Jones: Yeah, one thing that LaRouche has recognized, in addressing both this problem in the MySpace, Facebook, etc., is that this is a consequence of our having been robbed of our sense of history, of where this country came from, and consequently, losing sight of where it's intended to go. So, what's been launched, is a project to really delve deeply into the ideas, and the figures who shaped and made America possible. And one of those leading figures is James Fenimore Cooper, both in terms of his communicating the ideals of the United States, what it's intended to represent. But also as a figure who embodied the method of real intelligence work, which LaRouche has often pointed to: that intelligence is not the spook world that is often portrayed, but intelligence is understanding the fundamental battle between oligarchism and the humanist fight, typified by Plato, Cusa, up through Kepler, etc., and the Founding Fathers. And so, embodied in that, is James Fenimore Cooper as one of the leading figures in shaping the period that led into, then, the Lincoln revolution.

So, this is something which the youth are now embarking on, and really trying to understand, what is our real history? Where did we come from? And how do we move forward from the dark age, we're presently collapsing into?

Schlanger: It seems that a common point that both of you have been making as members of the Youth Movement, is that, in fact, the momentary, or moment-to-moment titillation that one gets from the so-called entertainment of the Internet, is actually dwarfed by the genuine emotion, and passion, and excitement of discovering that you have a mind that can affect events in the world. I presume that's a big part of what you're talking about. So, what are you doing on the campuses up in the Bay Area, Oyang, where in a sense, you're going head-to-head against the cyberspace, Silicon Valley—you know, some people think "Silicon Valley" is the women on MySpace. But there actually is a Silicon Valley up there, and you've got people who have made huge amounts of money, essentially with swindles on the New Economy. How do you communicate these deeper ideas to people, when you meet them on campuses?

Teng: This is the difference between living in a fixed system, and actually confronting one's mind and someone else's mind with the paradoxes of the actual universe.

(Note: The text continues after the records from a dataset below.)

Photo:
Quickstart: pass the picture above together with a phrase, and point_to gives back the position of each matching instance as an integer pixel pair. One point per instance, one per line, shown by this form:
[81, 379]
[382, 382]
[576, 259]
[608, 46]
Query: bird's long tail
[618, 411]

I mean, what you get with the MySpace/Internet/video-game phenomenon, as Cody was mentioning, is just a more distilled version of a totally fixed, axiomatic system, which may be more and more sophisticated as you get better and better graphics, and more and more computing power and so forth. But you're always within a fixed, axiomatic, logical-deductive system. And that's how most people live their lives, whether they're in the Internet, or in general.

Schlanger: That's a "comfort zone" then. It doesn't challenge you much.

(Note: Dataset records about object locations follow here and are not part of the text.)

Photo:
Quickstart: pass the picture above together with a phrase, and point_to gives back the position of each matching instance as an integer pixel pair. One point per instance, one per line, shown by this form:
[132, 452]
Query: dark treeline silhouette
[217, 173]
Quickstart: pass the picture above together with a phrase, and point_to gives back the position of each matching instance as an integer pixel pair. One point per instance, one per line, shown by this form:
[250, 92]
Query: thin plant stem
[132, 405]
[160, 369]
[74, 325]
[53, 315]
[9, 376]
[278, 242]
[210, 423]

Teng: Yeah, exactly. There's this certain belief structure that you have to follow, and you think that that will get you by, day to day. What we do, is something as simple as confronting someone with a geometrical problem, the idea of working through, themselves, some actual scientific or simple geometrical problem, either at the table [where we organize], or coming into the office. And recognizing that even in the act of trying to discuss what's true, as opposed to having the terms of the discussion be what's popular, even the idea that you're going to try to figure out what's true, itself is a confrontation with the culture. And you'll find that most people, when given the right kind of environment, where they're not constantly bombarded with other stuff, that's what they're going to want to choose, that's what they're going to want to explore. And we've got to create the political conditions, where that's evoked in a larger and larger mass of the population.

[1] Patrick Ruckert, "The Fight for the American Republic: James Fenimore Cooper and the Society of the Cincinnati," EIR, Oct. 26, 2007; Anton Chaitkin, "The Patriot File, Unearthed," EIR, Nov. 2, 2007; Roger Maduro, "Rediscovering Mathew Carey; 'The Olive Branch': How a Book Saved the Nation," EIR, Nov. 9, 2007.